The Dharma Bums got me interested in Buddhism. I am now surrounded by Buddhists. I have very few possessions, but I do have a lot of books (for a Peace Corps volunteer). Yes, it is 2011 and I have things like this computer, an iPod, digital camera and a Kindle. These things weren’t in Kerouac’s vocabulary in 1955. I also take pride in my lack of fashion, much to the chagrin of my girlfriend. When I’m not working, I have four identical Fruit of the Loom grey undershirts. They fit well.
“…with nothing in it but typical Japhy appurtenances that showed his belief in the simple monastic life – no chairs at all, not even one sentimental rocking chair, but just straw mats. In the corner was his famous rucksack with cleaned-up pots and pans all fitting into one another in a compact unit and all tied and put away inside a knotted-up bandana … He had a slew of orange crates all filled with beautiful scholarly books, some of them in Oriental languages, all the great sutras, comments on sutras, the complete works of D.T. Suzuki and a fine quadruple-volume edition of Japanese haikus … Japhy’s clothes were all old hand-me-downs bought secondhand with a bemused and happy expression in Goodwill and Salvation Army stores: wool socks darned, colored undershirts, jeans, workshirts, moccasin shoes, and a few turtleneck sweaters that he wore one on top the other in the cold mountain nights of the High Sierras in California and the High Cascades of Washington and Oregon on the long incredible jaunts that sometimes lasted weeks and weeks with just a few pounds of dried food in his pack. A few orange crates made his table, on which, one late sunny afternoon as I arrived, was steaming a peaceful cup of tea at his side as he bent his serious head to the Chinese signs of the poet Han Shan.”
There are times I forget I’m doing something good for the world. I’m having fun talking broken Thai to my neighbors and they seem to be enjoying my presence in their community.

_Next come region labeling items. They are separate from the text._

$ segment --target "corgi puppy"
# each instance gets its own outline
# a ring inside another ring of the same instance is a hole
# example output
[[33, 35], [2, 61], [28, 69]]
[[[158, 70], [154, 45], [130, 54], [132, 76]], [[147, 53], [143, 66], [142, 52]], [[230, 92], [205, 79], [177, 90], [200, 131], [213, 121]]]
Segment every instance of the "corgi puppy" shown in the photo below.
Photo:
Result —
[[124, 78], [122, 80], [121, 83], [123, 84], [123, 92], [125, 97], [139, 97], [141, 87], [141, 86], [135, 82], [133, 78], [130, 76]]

“He ate cheese and bread and drank the wine with gusto and gratitude. I was pleased. I reminded myself of the line in the Diamond Sutra that says, ‘Practice charity without holding in mind any conceptions about charity, for charity after all is just a word.’”
I’m not hopping freight trains (yet), but I am bumming rides from neighbors and friends. The novel ends with Kerouac going to the peak of Mount Matterhorn in the Cascade Mountains of Washington to be a fire lookout. He’s all alone with nothing but his books and his thoughts. Sounds familiar.